Japanese people traditionally receive Engimono during the New Year season to bring in good luck for the New Year. Please display Engimono high on the north or west wall, or put them on a shelf in your living room or workplace. One year after receiving an Engimono, we recommend you replace it with a new one.

If you would like to request one or more of our Shinto Items, please use the Request Form.

After we received your request form, we will send an email and a PayPal donation invoice which will include sales tax (where applicable), and shipping fees.

Kumade (Bamboo Rake) Large 熊手(大)- Out of stock
Donation/初穂料: $40.00 each

This Kumade is blessed so you can “rake” in happiness, good luck, money, and success in business. 福徳をかき集められるようご祈祷した縁起物です。

Hamaya (Decorative Arrow) 破魔矢
Donation/初穂料: $25.00 each

This Hamaya is blessed for warding off evil. 魔を寄せ付けないようご祈祷した縁起物です。

Hamayumi (Decorative Arrow & Bow) 破魔弓
Donation/初穂料: $30.00 each

This Hamayumi is blessed for warding off evil. 弓と矢がセットになっているもので、「破魔矢」と同じように魔を寄せ付けないようご祈祷した縁起物です。

Kumade (Bamboo Rake) Small 熊手(小)
Donation/初穂料:$25.00 each

This Kumade is blessed so you can “rake” in happiness, good luck, money, and success in business. 福徳をかき集められるようご祈祷した縁起物です。

Mini Chinowa
It is only sent as part of the Nagoshi-no-Harae Package. 夏越之祓パッケージをお申し込みの方に領布しています。

Legend has it that this mini Chinowa wards against bad luck.

Please treat the mini Chinowa the same as you would other Ofuda.

Please hang the mini Chinowa on or by the kamidana. If you do not have a kamidana, hang the Chinowa next to or below the Ofuda.

 

Origin of Chinowa

The Nagoshi-no-Harae is used in addition to the hitogata to recharge our spirits. It is customary to walk through a Chinowa, giant circle of reeds which is thought to help keep us safe from sickness and plague. Since ancient times in Japan, it has been said that this time of year, as summer arrives, plagues tend to strike. It is for this reason that we practice the Nagoshi-no-Harae ritual (including walking through the Chinowa) to offer prayers against misfortune, to recharge our spirits, and to avoid illness.

The origins of the Chinowa custom can be traced to ancient Japan, where it is connected with the stories of the Kami-sama, Susanoo.

One time when Susanoo was traveling, he sought a place to stay overnight. He visited the house of the richest man in the village, Kotan Shōrai, but Kotan refused. So Susanoo went to the house of Somin Shōrai, a poor man and older brother of Kotan. Somin welcomed Susanoo into his house, and, in return, Susanoo advised him to carry small Chinowa for protection.

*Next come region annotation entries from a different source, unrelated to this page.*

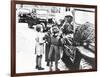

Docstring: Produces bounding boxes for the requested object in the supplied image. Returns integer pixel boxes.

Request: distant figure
[35,24,44,70]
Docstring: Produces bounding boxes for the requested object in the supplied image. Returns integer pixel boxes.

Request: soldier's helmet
[65,11,73,17]
[52,26,59,34]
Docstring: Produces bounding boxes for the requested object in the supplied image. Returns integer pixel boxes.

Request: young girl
[35,24,45,70]
[48,26,60,71]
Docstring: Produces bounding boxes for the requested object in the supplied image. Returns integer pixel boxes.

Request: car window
[74,9,95,24]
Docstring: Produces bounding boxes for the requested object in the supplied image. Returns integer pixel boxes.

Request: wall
[0,0,100,77]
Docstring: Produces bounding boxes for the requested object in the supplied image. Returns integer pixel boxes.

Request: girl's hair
[36,26,41,32]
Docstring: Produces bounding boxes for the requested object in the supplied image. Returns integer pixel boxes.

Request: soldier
[35,24,45,70]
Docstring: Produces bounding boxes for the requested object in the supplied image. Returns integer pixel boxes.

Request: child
[35,24,44,70]
[48,26,60,71]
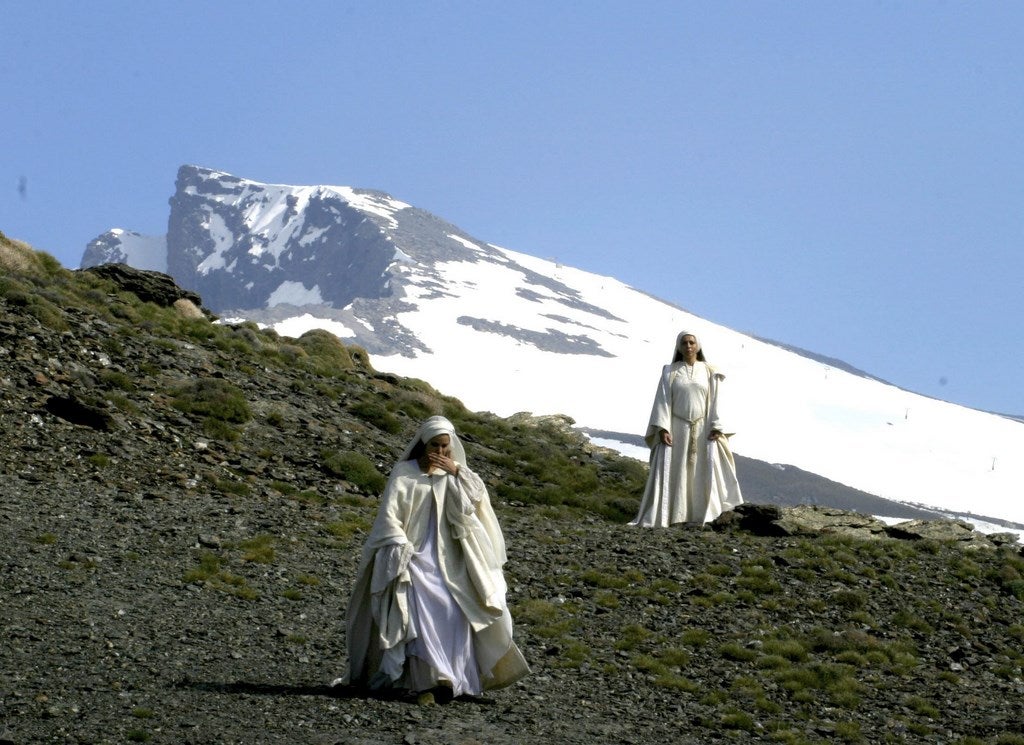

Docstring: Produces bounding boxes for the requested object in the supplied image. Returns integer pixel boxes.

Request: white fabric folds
[336,418,529,696]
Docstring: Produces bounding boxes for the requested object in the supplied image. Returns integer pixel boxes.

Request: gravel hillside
[0,238,1024,745]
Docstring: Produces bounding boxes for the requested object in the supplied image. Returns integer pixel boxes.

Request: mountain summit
[82,166,1024,524]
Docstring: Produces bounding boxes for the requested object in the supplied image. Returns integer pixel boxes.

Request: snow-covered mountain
[82,166,1024,523]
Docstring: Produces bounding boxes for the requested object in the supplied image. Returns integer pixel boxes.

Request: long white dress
[335,461,529,696]
[630,360,743,528]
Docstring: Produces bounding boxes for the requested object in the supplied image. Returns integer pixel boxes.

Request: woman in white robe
[335,417,529,698]
[630,332,743,528]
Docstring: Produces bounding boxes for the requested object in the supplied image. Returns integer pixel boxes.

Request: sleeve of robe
[341,468,413,683]
[444,466,507,630]
[644,364,672,448]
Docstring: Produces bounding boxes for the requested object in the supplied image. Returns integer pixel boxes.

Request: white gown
[630,360,743,528]
[335,461,529,696]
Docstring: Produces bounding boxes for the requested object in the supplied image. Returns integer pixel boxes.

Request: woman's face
[427,435,452,457]
[679,334,700,360]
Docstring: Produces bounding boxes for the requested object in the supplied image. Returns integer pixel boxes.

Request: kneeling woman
[336,417,529,696]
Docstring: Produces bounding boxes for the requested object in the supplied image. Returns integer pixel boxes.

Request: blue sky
[0,0,1024,413]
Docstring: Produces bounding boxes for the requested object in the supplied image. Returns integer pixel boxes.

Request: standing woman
[335,417,529,702]
[630,332,743,528]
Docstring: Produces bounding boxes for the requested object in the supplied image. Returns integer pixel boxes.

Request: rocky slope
[0,239,1024,745]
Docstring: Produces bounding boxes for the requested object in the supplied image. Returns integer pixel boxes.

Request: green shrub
[321,450,387,493]
[172,378,252,424]
[296,328,355,378]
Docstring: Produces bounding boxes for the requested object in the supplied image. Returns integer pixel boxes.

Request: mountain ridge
[0,235,1024,745]
[77,167,1024,523]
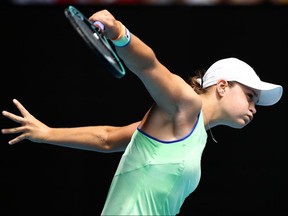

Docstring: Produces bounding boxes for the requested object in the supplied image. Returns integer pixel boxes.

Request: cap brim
[255,81,283,106]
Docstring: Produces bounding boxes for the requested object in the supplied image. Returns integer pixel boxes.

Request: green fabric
[101,113,207,215]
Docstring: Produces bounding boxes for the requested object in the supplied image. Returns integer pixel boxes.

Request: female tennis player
[2,10,282,215]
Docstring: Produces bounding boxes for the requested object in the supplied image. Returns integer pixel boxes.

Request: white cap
[202,58,283,106]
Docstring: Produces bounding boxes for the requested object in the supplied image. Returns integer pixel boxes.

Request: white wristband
[111,21,131,47]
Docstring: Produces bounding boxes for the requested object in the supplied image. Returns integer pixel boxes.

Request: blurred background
[2,0,288,6]
[0,0,288,216]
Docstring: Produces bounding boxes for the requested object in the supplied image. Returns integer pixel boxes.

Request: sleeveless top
[101,112,207,215]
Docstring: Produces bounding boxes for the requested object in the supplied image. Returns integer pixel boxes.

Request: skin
[2,10,259,153]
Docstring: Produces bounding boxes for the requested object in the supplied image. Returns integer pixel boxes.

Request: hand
[2,99,50,145]
[89,10,122,40]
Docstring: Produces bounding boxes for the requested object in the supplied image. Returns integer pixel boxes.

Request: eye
[246,93,254,101]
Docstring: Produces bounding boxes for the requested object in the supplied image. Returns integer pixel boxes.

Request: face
[221,83,260,128]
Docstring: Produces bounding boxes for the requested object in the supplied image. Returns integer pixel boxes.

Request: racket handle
[93,21,105,31]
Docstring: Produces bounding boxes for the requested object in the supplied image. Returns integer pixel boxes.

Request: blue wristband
[111,21,131,47]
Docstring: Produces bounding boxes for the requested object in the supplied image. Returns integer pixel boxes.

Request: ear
[216,79,228,96]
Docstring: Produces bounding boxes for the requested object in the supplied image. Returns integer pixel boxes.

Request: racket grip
[93,21,105,31]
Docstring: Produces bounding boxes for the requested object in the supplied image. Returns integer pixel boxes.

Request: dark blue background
[0,5,288,216]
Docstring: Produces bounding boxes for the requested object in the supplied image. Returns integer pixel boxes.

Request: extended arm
[2,99,139,152]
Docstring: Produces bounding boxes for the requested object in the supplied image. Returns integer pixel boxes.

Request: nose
[249,102,257,115]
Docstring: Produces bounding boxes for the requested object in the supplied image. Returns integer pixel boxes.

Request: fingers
[2,110,24,124]
[1,127,25,134]
[13,99,30,117]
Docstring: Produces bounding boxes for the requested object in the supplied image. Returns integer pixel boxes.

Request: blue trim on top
[137,113,200,144]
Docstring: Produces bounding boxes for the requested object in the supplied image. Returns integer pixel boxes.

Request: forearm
[43,126,128,153]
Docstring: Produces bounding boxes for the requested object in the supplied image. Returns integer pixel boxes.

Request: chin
[229,121,249,129]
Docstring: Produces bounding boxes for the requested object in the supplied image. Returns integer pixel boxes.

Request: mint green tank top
[101,113,207,216]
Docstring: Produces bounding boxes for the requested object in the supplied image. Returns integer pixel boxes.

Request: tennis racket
[64,6,125,78]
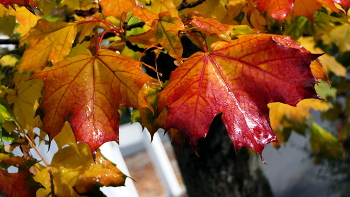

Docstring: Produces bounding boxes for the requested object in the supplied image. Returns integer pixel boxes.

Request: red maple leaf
[32,50,153,153]
[158,34,320,161]
[0,0,39,14]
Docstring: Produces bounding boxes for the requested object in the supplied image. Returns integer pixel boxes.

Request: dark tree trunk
[175,117,273,197]
[142,37,272,197]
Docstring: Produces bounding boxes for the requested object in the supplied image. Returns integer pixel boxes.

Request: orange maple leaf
[0,0,39,14]
[158,34,320,160]
[99,0,136,18]
[32,50,154,153]
[128,12,185,60]
[256,0,341,22]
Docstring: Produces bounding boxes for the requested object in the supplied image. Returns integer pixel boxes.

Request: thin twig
[0,39,19,45]
[176,0,205,11]
[126,22,146,31]
[24,134,50,166]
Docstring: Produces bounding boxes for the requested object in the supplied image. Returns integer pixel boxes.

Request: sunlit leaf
[310,122,345,159]
[128,12,185,59]
[0,0,38,14]
[34,143,126,196]
[150,0,179,17]
[268,99,329,143]
[99,0,136,18]
[10,7,40,35]
[7,73,44,135]
[18,20,76,72]
[32,50,153,152]
[0,153,39,197]
[298,37,346,77]
[158,34,319,160]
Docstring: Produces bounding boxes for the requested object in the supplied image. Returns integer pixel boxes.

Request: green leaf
[309,122,345,159]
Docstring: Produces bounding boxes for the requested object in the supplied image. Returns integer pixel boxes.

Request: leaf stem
[186,31,208,52]
[176,0,205,11]
[24,134,50,166]
[96,29,119,53]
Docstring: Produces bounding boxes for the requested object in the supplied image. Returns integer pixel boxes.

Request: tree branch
[0,39,19,45]
[126,22,146,31]
[176,0,205,11]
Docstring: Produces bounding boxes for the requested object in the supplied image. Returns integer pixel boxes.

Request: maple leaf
[309,122,346,159]
[322,23,350,53]
[132,6,159,25]
[190,16,233,41]
[128,12,185,60]
[333,0,350,12]
[0,153,39,197]
[100,0,136,18]
[256,0,341,22]
[18,20,77,72]
[34,143,126,196]
[298,37,346,78]
[253,0,294,22]
[7,73,44,136]
[158,34,319,160]
[32,50,154,152]
[10,4,40,35]
[0,0,39,14]
[268,99,329,146]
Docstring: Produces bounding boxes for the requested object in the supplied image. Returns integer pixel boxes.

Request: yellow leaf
[34,167,80,197]
[34,143,126,197]
[53,122,78,151]
[329,24,350,53]
[7,73,44,131]
[60,0,91,9]
[18,20,76,72]
[298,37,346,77]
[268,99,329,143]
[184,0,228,22]
[0,4,8,18]
[150,0,179,17]
[0,16,16,36]
[10,6,40,35]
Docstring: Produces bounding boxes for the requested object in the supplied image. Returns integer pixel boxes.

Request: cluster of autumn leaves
[0,0,350,196]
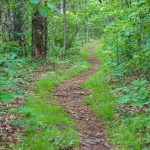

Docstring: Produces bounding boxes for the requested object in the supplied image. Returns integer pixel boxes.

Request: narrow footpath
[54,46,112,150]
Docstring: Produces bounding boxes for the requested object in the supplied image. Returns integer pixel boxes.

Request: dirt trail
[54,46,112,150]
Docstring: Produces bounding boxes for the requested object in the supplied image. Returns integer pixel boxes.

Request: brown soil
[54,46,112,150]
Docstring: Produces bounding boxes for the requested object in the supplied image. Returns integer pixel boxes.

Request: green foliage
[14,46,89,150]
[81,46,114,122]
[0,53,24,102]
[115,80,150,107]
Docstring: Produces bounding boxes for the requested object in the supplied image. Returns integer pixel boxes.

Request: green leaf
[0,92,15,103]
[31,0,39,4]
[38,6,48,17]
[118,95,130,104]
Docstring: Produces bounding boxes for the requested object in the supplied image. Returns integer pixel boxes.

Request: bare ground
[54,46,112,150]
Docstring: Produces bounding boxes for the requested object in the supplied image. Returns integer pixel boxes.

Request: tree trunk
[32,0,47,58]
[13,1,24,54]
[63,0,67,57]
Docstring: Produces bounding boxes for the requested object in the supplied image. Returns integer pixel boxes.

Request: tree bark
[32,0,47,58]
[63,0,67,57]
[13,1,24,47]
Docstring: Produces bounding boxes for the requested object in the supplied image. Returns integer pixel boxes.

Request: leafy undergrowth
[10,46,89,150]
[81,43,150,150]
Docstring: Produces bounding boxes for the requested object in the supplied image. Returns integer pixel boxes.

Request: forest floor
[54,46,112,150]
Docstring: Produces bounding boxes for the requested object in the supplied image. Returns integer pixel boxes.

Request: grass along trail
[54,46,112,150]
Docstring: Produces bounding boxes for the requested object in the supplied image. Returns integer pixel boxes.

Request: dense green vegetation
[0,0,150,150]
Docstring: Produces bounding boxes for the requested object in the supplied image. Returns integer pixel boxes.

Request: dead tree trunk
[63,0,67,57]
[32,0,47,58]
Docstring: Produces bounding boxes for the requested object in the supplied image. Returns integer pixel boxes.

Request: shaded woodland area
[0,0,150,150]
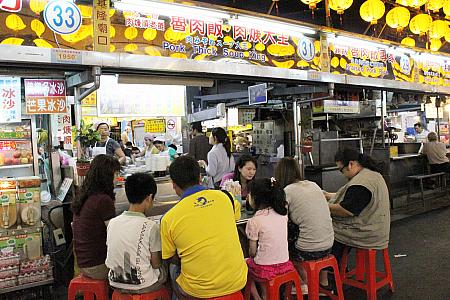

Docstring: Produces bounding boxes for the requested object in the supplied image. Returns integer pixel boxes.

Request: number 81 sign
[297,37,316,61]
[44,0,82,34]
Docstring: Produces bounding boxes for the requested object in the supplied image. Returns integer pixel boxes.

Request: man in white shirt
[414,122,429,143]
[105,173,167,294]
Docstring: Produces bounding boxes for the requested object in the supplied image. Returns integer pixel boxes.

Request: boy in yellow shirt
[161,156,247,298]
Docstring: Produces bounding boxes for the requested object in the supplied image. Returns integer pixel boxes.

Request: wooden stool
[340,247,394,300]
[244,270,303,300]
[294,254,344,300]
[112,287,170,300]
[67,275,108,300]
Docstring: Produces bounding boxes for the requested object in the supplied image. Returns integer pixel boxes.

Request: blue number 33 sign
[44,0,82,34]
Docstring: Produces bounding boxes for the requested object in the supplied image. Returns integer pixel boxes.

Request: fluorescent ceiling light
[331,35,389,49]
[391,47,417,56]
[114,0,230,21]
[417,53,450,64]
[228,15,316,36]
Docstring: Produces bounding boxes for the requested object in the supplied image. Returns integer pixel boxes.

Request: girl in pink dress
[246,178,294,300]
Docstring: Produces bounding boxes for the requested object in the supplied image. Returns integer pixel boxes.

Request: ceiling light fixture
[228,15,316,36]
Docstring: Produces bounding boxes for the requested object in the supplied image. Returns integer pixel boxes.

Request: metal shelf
[0,278,53,294]
[0,164,33,170]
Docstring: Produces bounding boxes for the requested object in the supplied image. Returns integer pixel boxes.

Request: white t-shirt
[284,180,334,252]
[105,211,161,290]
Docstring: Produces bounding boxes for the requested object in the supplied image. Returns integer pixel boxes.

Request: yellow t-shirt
[161,187,247,298]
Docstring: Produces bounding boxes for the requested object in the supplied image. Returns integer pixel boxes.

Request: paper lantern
[401,37,416,47]
[427,0,448,12]
[0,38,25,46]
[428,20,448,39]
[329,0,353,15]
[409,14,433,35]
[300,0,322,9]
[406,0,427,8]
[5,14,27,31]
[359,0,385,24]
[442,0,450,20]
[31,19,45,37]
[386,6,411,31]
[428,39,442,51]
[30,0,48,15]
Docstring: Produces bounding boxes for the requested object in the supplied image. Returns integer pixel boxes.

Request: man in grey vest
[325,149,390,264]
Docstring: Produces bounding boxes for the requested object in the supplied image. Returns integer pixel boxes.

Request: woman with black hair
[325,149,390,262]
[198,127,234,188]
[220,154,258,200]
[92,122,126,164]
[72,154,120,279]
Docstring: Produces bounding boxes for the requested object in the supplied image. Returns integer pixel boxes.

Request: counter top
[391,153,422,160]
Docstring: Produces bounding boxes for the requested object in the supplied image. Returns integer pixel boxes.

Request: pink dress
[245,208,294,280]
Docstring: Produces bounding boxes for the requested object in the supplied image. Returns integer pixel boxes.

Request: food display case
[0,119,37,177]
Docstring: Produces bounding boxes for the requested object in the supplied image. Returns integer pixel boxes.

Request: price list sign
[0,77,22,123]
[24,79,67,114]
[144,119,166,132]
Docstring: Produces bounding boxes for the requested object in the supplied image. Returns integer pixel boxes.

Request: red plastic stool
[112,287,170,300]
[340,248,394,300]
[294,254,344,300]
[244,270,303,300]
[208,291,244,300]
[67,275,108,300]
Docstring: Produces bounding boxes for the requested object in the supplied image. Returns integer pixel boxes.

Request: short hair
[191,122,203,132]
[427,132,438,142]
[125,173,158,204]
[96,122,109,130]
[169,156,200,190]
[275,157,302,188]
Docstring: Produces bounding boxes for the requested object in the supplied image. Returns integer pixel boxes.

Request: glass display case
[0,120,36,178]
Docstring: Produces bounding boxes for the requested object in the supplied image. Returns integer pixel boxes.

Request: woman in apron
[153,137,178,162]
[92,123,126,165]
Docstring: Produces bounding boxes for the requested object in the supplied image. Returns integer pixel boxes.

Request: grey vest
[331,168,391,250]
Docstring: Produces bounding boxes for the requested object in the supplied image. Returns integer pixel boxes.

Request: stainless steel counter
[391,153,421,160]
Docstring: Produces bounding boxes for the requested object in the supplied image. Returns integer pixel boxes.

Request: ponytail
[211,127,231,158]
[248,177,287,216]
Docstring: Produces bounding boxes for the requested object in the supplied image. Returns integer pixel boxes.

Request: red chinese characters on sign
[191,20,205,35]
[24,79,67,114]
[206,23,223,38]
[0,77,22,123]
[0,141,17,151]
[57,114,72,149]
[0,0,22,12]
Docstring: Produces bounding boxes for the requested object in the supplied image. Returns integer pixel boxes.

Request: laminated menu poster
[329,41,415,82]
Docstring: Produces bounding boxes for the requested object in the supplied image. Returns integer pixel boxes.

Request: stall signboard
[81,92,97,106]
[0,0,321,71]
[329,42,414,82]
[97,75,186,119]
[144,119,166,132]
[57,113,72,150]
[92,0,111,52]
[0,77,22,123]
[24,79,67,114]
[323,100,359,114]
[417,56,450,86]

Sometime after Susanoo left, a deadly plague arrived in the village, killing everyone except the daughter of Somin, who was protected by the Chinowa she carried with her. Susanoo returned to the village and said to her, “In times of plague, if you wear a Chinowa at your waist and declare aloud that you are the descendant of Somin Shōrai, you will be protected.” As this story spread, people began wearing Chinowa for protection against illness and misfortune. It is thought that people transitioned to walking through giant Chinowa instead of wearing them during the Edo period.

Chinowa are woven of reeds, which since ancient times is said to be a spiritual plant with the power to ward away evil spirits and prevent bad luck.